What do you seek from The Magic Flute? Truth? Enlightenment? Birdcatcher Papageno confesses he’s not really looking for wisdom. Sleep, food, drink – and possibly a wife – is all he’s after. I suspect the majority of the audience is with him. In Thomas Guthrie’s revival of Sir David McVicar’s sober 2003 production of Mozart’s Singspiel, it was the pantomime elements of the show which registered strongly, while the Masonic claptrap – “without a man, a woman cannot fulfil her destiny” – resonated a good deal less, greeted instead with nervous chuckles.
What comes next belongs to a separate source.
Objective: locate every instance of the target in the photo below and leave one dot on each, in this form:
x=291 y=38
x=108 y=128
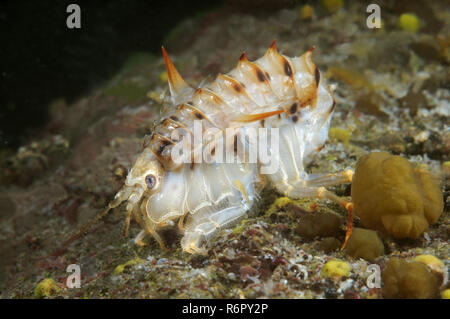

Women have no place pursuing knowledge in Sarastro’s patriarchal court. The Queen of the Night is an outsider, representing darkness and evil, Sarastro is the sun and Enlightenment. In the Speaker’s study, a little boy observes an orrery in action while a girl busies herself with needlepoint. Pamina has been abducted from her mother for her own good, her destiny being life with Tamino. It’s just a shame nobody ever decides to fill her in on these crucial details. While her prince is never more than a passive cardboard cutout, dutifully facing his trials for entry into the brotherhood armed with only a flute and a garrulous sidekick, Pamina is flesh and blood, challenging the norms on her quest for truth. Her journey is the greatest of the whole evening.

John Macfarlane’s splendid sets enable us to move swiftly from the murk of the Queen of the Night’s dominions to the marble temple of Enlightenment, from crescent moon to giant sun. Paule Constable bathes the final hymn of praise in radiant sunlight. The coiling serpent threatening Tamino is deftly manipulated by puppeteers, while masks serve for the warthogs, vultures and tigers entranced by his music-making. In the pit, Julia Jones’ well-paced reading of Mozart’s score found just the right balance between weight and period punch.

The Royal Opera often uses Flute to offer House debuts and there are four in the first of this double cast run – Tamino, Sarastro, the Queen of the Night and Papagena – yet it was the Papageno who stole the show. Roderick Williams’ birdcatcher is familiar from his appearances in Nicholas Hytner’s much-loved (and much-missed) ENO production – a real charmer whose final appeal to the ladies in the audience before threatening to hang himself once elicited a marriage proposal from the Coliseum’s upper circle! He’s just as lovable here, an Everyman who shares our flaws and our frustrations. Williams’ warm baritone is a perfect fit for the role, though it’s a shame he is upstaged in both his arias, first by a puppet hen, then by Harry Nicoll’s Priest, whose feet are enslaved to the jingle of Papageno’s magic bells in “Ein Mädchen oder Weibchen”. Williams was at his finest, though, with Siobhan Stagg’s plucky Pamina in “Bei Männern, welche Liebe fühlen” – essentially a love duet sung by people not in love with each other but with the very idea of love itself. Williams and Stagg sang with great tenderness and simplicity.

Aside from a slight wobble in Pamina’s “Ach, ich fühl's”, Stagg, a company member at Deutsche Oper Berlin, sang beautifully, with poise and a notable darkness of tone. Her Tamino, Mauro Peter, had a slightly grainy quality to his tenor but sang with supple phrasing and easy top notes. For stratospheric top notes, however, Sabine Devieilhe’s Queen of the Night was superb value. Another debutant (long overdue), she provided all the vocal fireworks required, her top Fs in “Der Hölle Rache” detonated with crystalline precision. Mika Kares’ smooth bass gave Sarastro gravitas while, at the opposite end of the decorum spectrum, Christina Gansch’s feisty Papagena was more than a match for her birdcatcher. The three Ladies did not always blend perfectly, with the occasional spot of awkward intonation. Peter Bronder’s creepy Monostatos played up the comedy well, blustering well, accompanied by his twinkle-toed periwigged entourage.

Whether it’s Enlightenment or knockabout comedy you’re after, this spirited revival is a real audience-pleaser.